Chapter Text
I remember what happened, not when. I must have been about sixteen. It was an average night, maybe three in the morning. After returning from another school-night patrol with Bruce, typing up reports, and shutting things down, I found myself staring at a wall of blackened screens. B, sensibly, had gone and showered for an early meeting at Wayne Industries mere hours away.
I had school in the morning. I had a test, as I recall. Anyone with sense would sleep. Or study. Or something. All I could think about, though, was the echo of some two-bit henchman’s voice in my head. “Look, it’s the baby Bat.”
This kind of thing didn’t often shake me. I’m not exactly the delicate type.
This night, though, I looked into the reflections of my own eyes in the black of the monitors. A dozen versions of me stared back like funhouse mirrors. Like parallel dimensions. Like possible futures.
Which would I be?
A baby Bat. Destined to grow into the full thing. One of the me’s in the reflection. Would I grow up to be Batman?
Over these years, I had changed as B had -– grown colder. I wasn’t the twelve-year-old doing cartwheels down the manor halls anymore.
Standing next to my team, even, next to the Titans, I could see that more than ever. Often, I was the serious one, the quiet one, the methodical one. When had that happened?
I loved Bruce. He saved me, much as he said that I saved him. We worked together on almost a telepathic level, knowing each other from the inside out. I knew Bruce, his vices and virtues. I knew his goals, motivations, and ambitions.

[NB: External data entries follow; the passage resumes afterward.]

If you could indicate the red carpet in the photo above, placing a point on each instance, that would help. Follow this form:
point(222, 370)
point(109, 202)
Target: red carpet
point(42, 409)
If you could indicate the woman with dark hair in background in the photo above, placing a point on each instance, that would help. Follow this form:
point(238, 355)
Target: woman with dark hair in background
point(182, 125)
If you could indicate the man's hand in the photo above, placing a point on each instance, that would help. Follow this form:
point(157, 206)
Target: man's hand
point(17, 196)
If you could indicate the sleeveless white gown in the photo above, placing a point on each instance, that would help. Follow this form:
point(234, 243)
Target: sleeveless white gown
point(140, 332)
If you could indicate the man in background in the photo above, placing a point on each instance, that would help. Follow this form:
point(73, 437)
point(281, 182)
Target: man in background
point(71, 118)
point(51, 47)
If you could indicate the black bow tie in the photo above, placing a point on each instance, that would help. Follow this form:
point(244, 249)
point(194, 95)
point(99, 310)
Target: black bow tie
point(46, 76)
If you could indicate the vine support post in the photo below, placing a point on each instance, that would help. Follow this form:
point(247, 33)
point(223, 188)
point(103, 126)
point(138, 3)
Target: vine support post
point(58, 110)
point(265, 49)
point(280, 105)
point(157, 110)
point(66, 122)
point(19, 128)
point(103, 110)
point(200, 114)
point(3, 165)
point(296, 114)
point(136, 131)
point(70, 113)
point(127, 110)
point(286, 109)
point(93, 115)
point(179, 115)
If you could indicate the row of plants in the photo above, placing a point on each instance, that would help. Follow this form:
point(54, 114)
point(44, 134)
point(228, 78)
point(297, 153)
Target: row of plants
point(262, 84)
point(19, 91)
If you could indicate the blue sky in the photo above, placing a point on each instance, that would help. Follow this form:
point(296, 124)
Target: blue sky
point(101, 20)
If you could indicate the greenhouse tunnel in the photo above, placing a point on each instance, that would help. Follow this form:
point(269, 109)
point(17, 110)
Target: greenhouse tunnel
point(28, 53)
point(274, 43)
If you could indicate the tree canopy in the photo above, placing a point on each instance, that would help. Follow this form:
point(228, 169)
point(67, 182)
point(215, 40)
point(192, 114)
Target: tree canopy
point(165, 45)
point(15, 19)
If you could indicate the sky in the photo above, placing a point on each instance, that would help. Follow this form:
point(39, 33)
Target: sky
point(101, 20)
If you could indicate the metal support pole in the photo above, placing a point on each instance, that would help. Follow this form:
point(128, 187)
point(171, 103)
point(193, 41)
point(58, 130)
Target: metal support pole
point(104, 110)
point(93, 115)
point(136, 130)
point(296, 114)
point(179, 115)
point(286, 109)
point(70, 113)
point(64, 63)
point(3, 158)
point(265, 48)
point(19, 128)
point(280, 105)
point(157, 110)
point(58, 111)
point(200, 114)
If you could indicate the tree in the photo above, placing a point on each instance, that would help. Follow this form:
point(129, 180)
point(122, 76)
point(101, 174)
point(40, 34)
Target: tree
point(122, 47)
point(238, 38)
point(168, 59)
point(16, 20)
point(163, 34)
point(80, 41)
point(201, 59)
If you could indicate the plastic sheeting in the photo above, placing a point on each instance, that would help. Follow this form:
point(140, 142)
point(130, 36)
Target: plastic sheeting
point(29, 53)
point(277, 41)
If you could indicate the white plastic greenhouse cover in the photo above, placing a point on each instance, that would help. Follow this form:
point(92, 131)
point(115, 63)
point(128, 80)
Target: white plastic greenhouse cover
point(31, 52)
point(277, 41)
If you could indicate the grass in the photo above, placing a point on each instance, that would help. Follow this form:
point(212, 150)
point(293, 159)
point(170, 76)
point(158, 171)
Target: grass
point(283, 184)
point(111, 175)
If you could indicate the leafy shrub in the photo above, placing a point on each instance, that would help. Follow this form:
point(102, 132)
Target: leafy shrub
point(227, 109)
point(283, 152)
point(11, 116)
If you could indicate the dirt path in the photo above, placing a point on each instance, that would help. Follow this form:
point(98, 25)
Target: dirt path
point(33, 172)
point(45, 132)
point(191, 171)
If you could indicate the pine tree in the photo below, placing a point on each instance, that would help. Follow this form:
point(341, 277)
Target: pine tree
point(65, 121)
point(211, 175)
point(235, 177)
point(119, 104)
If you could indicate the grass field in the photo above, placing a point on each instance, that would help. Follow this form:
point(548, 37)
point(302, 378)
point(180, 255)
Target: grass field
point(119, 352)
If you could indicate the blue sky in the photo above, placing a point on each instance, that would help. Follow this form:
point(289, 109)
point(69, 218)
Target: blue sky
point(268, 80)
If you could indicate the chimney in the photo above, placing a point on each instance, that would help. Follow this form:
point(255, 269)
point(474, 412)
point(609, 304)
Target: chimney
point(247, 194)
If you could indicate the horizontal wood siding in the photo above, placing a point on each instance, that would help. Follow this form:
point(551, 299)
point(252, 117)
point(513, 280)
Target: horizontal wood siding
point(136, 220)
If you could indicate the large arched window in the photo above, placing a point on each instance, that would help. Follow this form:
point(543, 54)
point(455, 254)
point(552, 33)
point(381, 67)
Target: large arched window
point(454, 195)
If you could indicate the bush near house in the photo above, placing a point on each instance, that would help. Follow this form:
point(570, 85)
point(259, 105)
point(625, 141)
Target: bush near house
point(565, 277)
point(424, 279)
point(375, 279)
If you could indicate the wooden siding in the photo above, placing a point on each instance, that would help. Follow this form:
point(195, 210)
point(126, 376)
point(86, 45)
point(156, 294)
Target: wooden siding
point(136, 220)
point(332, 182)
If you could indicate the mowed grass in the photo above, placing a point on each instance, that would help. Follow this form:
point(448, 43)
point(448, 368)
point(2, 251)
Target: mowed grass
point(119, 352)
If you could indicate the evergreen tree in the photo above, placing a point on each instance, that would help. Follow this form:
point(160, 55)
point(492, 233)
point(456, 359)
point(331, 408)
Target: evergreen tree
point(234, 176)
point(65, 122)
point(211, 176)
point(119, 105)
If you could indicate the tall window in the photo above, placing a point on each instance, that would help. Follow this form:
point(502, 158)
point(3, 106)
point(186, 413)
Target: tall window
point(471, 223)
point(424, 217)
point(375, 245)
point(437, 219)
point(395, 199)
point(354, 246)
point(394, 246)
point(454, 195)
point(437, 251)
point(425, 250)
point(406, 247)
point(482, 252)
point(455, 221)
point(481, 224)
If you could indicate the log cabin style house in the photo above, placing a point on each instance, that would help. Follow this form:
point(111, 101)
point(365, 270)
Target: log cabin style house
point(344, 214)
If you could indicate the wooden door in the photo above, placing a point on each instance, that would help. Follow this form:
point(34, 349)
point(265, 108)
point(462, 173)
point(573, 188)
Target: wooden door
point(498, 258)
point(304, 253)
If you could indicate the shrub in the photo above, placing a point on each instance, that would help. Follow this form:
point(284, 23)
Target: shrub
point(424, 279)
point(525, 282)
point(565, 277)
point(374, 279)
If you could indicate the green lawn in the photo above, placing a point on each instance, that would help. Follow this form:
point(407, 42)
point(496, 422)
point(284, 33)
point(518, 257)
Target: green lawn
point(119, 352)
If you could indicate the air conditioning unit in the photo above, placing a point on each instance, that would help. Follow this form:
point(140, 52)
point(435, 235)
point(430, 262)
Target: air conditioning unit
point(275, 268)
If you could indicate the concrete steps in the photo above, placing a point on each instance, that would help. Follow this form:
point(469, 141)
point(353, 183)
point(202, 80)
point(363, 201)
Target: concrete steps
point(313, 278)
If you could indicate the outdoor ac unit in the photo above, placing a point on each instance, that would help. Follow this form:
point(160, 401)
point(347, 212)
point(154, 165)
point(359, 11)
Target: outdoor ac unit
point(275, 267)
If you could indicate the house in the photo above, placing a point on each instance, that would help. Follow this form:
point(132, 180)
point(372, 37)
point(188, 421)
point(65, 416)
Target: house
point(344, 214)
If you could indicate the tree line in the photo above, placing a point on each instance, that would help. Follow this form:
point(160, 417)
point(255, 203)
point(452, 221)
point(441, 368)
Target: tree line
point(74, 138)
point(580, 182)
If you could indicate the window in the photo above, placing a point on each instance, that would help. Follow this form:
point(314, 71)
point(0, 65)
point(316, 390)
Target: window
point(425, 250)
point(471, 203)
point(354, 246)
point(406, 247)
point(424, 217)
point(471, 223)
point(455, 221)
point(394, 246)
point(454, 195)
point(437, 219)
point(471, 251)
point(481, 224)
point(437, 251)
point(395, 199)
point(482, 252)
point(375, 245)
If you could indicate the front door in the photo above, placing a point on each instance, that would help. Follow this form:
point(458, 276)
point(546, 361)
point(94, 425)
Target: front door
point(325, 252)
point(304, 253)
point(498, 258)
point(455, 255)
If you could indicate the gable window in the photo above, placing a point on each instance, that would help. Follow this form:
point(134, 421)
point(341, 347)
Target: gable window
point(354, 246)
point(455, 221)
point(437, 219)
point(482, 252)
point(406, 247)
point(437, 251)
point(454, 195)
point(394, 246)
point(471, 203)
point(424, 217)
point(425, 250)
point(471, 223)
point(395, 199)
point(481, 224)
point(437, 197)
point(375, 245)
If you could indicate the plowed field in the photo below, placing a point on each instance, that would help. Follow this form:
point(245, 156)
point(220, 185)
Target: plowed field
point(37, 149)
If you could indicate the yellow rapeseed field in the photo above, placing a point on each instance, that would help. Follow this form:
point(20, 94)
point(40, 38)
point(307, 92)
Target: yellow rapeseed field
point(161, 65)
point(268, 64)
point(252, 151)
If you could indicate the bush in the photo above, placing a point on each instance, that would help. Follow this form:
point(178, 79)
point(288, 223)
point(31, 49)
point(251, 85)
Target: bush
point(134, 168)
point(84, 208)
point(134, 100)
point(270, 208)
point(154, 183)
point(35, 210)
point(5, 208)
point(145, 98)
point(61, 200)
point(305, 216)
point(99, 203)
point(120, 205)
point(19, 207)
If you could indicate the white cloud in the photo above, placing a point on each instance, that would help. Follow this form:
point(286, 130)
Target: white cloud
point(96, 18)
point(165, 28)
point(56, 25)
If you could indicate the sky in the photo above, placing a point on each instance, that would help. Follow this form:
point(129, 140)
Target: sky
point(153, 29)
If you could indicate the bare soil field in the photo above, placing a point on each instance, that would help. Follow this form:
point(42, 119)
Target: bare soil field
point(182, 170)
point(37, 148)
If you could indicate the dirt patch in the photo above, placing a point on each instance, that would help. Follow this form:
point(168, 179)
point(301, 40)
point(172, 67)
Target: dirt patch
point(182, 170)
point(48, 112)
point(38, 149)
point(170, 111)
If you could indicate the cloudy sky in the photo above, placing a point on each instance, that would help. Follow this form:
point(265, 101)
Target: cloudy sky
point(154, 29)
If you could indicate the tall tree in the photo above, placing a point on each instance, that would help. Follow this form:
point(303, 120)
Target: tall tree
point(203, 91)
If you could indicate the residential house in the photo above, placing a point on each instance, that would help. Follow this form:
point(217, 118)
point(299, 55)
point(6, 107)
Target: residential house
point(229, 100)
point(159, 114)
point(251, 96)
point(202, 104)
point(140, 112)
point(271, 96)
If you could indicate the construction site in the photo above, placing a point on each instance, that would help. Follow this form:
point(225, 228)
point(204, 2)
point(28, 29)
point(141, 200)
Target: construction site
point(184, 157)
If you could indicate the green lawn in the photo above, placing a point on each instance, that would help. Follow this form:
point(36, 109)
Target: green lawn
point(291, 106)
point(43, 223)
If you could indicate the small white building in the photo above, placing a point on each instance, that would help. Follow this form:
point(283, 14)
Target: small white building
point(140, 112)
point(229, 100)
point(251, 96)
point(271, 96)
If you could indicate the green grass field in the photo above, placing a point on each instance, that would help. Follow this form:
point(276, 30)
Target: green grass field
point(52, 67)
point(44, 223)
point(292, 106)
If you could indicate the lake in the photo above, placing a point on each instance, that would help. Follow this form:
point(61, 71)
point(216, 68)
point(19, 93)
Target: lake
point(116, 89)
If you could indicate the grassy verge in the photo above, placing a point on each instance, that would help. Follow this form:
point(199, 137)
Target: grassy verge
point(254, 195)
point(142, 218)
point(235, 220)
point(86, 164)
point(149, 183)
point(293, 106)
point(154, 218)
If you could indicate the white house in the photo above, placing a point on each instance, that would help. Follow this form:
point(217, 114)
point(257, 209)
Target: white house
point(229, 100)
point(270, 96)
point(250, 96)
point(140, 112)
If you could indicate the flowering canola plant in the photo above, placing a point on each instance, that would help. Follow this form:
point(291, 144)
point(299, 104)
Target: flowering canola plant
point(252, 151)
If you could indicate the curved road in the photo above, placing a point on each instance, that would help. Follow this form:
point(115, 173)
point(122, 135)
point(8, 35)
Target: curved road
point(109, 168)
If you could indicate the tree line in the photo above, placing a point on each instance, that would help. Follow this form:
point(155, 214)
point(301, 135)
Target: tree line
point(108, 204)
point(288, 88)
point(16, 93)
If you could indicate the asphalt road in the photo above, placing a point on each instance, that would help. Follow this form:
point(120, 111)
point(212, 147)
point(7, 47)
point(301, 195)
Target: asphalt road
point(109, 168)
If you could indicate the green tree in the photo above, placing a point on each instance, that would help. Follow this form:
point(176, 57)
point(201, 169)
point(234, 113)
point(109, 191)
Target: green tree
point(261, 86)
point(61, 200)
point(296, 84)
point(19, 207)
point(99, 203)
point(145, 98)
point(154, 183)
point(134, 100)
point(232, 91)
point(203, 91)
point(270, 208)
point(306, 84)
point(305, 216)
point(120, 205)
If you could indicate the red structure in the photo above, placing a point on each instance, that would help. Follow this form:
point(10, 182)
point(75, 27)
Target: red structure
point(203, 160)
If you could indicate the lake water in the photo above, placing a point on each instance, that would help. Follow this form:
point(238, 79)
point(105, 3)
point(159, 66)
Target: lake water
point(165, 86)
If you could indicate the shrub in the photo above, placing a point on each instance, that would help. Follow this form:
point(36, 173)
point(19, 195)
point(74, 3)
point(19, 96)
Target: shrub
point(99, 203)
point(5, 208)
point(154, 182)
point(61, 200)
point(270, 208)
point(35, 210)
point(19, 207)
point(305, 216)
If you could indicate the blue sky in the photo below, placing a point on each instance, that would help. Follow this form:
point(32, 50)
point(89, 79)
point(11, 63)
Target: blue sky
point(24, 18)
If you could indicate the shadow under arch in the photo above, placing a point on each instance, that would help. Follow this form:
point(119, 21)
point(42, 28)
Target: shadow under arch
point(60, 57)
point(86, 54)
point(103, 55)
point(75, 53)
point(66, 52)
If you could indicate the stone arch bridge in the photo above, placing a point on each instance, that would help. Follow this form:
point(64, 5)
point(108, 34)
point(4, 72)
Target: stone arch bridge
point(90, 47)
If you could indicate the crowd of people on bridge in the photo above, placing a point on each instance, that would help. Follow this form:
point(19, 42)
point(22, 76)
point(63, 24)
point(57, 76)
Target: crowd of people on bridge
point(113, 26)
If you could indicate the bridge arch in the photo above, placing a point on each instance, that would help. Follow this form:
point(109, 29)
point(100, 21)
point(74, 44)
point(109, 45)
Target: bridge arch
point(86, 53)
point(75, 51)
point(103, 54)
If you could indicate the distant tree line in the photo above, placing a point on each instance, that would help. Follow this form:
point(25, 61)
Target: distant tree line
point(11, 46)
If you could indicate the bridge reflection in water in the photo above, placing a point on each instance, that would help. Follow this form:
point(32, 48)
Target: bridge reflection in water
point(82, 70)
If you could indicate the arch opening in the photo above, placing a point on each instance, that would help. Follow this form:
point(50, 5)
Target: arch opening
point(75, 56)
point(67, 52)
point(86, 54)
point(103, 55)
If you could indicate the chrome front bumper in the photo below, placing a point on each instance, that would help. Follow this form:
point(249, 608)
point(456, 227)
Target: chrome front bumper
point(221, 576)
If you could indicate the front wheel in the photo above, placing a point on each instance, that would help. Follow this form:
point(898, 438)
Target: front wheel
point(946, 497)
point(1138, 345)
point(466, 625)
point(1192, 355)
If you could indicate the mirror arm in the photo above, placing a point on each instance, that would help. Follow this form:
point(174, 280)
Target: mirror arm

I knew what ate him up in the quiet and the dark. I knew what psychological meat grinder he threw himself into each night and why. Because I knew Bruce, I loved him, but I couldn’t be him. I wouldn’t be him.
But, all the same, was I destined to be the baby Bat that grew into a Batman? Could I stop it even if I tried?
I jumped as I felt a hand land on my shoulder. I turned to see the deep shadow of a concerned line above Bruce’s ice-blue eyes. “Dick? You haven’t showered or changed.”
I shook my head and he let his hand fall away. I missed it immediately. When was the last time he gave such a casual touch? I pushed away a memory — younger me, laughing, Bruce playing, smiling. Not now.
I put on a nonchalant tone. “Sorry, B.” I stood and swung the cape off my shoulders and over the arm of the chair. I broke away from him toward the showers. “Just planning who I’m going to be when I grow up.”